Rappelons que l’autoroute est aussi le réseau le plus sécurisé et le moins mortel en France, si l’on compare avec les départementales toutes défoncées sur notre territoire. Les chiffres en sont la preuve, en 2020, le nombre de tués sur autoroute était de 201, contre près de 1 500 sur les départementales et nationales, soit environ 7 fois plus. Le constat est sans appel une fois de plus. 

Et si le gouvernement voulait encore un peu plus remplir ses caisses ?

Payer toujours plus pour rouler toujours moins

Dernière hypothèse, la rentabilité. Et ce n’est pas les dernières informations en matière de « sécurité routière » qui diront le contraire. Il y a quelques jours, nous vous parlions des nouveaux panneaux de signalisation, ou plutôt de l’absence de signalisation des radars en France. Jumelé à la réduction de la vitesse, ne sentez-vous pas venir le piège ? Pourtant, les volontés se contredisent, avec la possible fin de la perte de points pour les "petits excès" de vitesse...On ne sait plus où donner de la tête. 

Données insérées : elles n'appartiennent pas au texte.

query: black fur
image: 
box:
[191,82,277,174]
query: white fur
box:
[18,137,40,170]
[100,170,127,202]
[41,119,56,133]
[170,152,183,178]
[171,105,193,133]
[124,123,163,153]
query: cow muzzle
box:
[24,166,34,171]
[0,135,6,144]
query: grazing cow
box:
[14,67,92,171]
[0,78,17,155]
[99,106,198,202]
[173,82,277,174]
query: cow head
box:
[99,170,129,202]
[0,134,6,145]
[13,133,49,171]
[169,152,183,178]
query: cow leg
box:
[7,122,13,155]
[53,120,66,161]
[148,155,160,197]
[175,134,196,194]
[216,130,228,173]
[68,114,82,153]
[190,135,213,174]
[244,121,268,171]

Avec des véhicules toujours plus puissants mais surtout toujours plus rassurants, rouler à 130 aujourd’hui en devient presque ennuyeux, dans le sens où vous avez l’impression d’être à 50. Qu’on se le dise, nous ne sommes plus dans le temps des R5 (cette dernière qui vient d'ailleurs d'être déclinée en version électrique revisitée pour ses 50 ans) qui tremblaient de tous les côtés une fois dépassés les 100 km/h. Avec la démocratisation des SUV (même s'il reste important de préciser le fait que rouler en SUV ne vous rend pas invincible) en France, circuler à 130, même 150, n’est pas beaucoup plus dangereux que l’automobiliste au téléphone au volant, sous l’emprise de l’alcool, ou qui va dépasser un camion à 92 km/h alors que la vitesse est limitée à 130…

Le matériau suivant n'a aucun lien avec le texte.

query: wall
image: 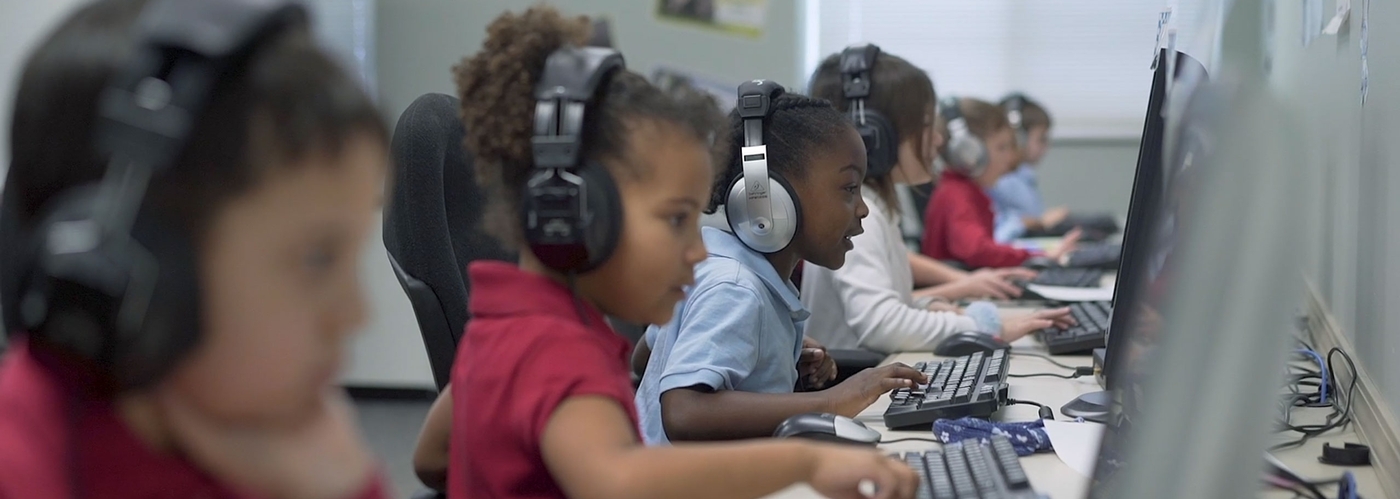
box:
[1039,138,1147,220]
[1273,0,1400,413]
[378,0,805,131]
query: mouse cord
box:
[879,437,944,446]
[564,272,589,328]
[1007,398,1054,421]
[1011,352,1079,370]
[1007,366,1093,380]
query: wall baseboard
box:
[344,387,437,402]
[1308,280,1400,498]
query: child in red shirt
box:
[430,7,917,499]
[923,98,1079,268]
[0,0,386,499]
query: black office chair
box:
[384,94,515,390]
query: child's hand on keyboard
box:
[1001,307,1075,343]
[806,444,918,499]
[797,336,836,388]
[1046,227,1084,265]
[827,363,928,418]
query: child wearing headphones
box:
[447,7,917,499]
[802,45,1071,353]
[0,0,388,499]
[637,80,924,444]
[987,93,1119,242]
[921,98,1079,268]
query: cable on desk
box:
[1007,366,1093,380]
[879,437,944,446]
[1011,350,1079,371]
[1270,348,1358,450]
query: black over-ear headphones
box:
[10,0,308,390]
[724,80,802,254]
[938,97,988,177]
[841,45,899,178]
[1001,93,1030,147]
[521,46,626,273]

Dernier point à préciser, comment justifier désormais la hausse des tarifs des péages ? Déjà remis en cause en raison des kilomètres de travaux rencontrés sur ces axes, l’incompréhension prendra encore plus d'ampleur si les prix continuent d'augmenter alors que la limitation de vitesse elle, diminue. N'oublions pas que le principe de l'autoroute est tout de même de se rendre d'un point A à un point B plus rapidement et de manière plus sécurisée que sur les seconds axes, plus mortels que l'autoroute. 

Si l’avis peut ne pas être partagé par tous, ce qui est compréhensible, relevons que la politique concernant le secteur de l’automobile est plus restrictive que préventive. Depuis l’apparition du Covid, le secteur est en grande difficulté et rien n’est fait pour l’aider à sortir la tête de l’eau. 

Ce n’est pas grave, hâte de se retrouver bloqué chez soi les grands week-ends et départ en vacances en raison d’une trop forte affluence, ou d'une énième grève, sur les lignes de la SNCF ou les vols Air France...

D’autres restrictions arriveront sans aucun doute dans les prochains mois, et nous aurons le plaisir de vous les faire partager, ainsi que notre ressenti par la même occasion. 

Usagers Français, bon voyage sur nos routes, et surtout, entraînez vous à garder un œil à la fois sur le tableau de bord et sur la chaussée, le danger est PARTOUT, mais surtout sur les routes apparemment !

MAJ novembre 2022: le gouvernement a écarté l'idée d'une réduction de la vitesse à 110 km/h.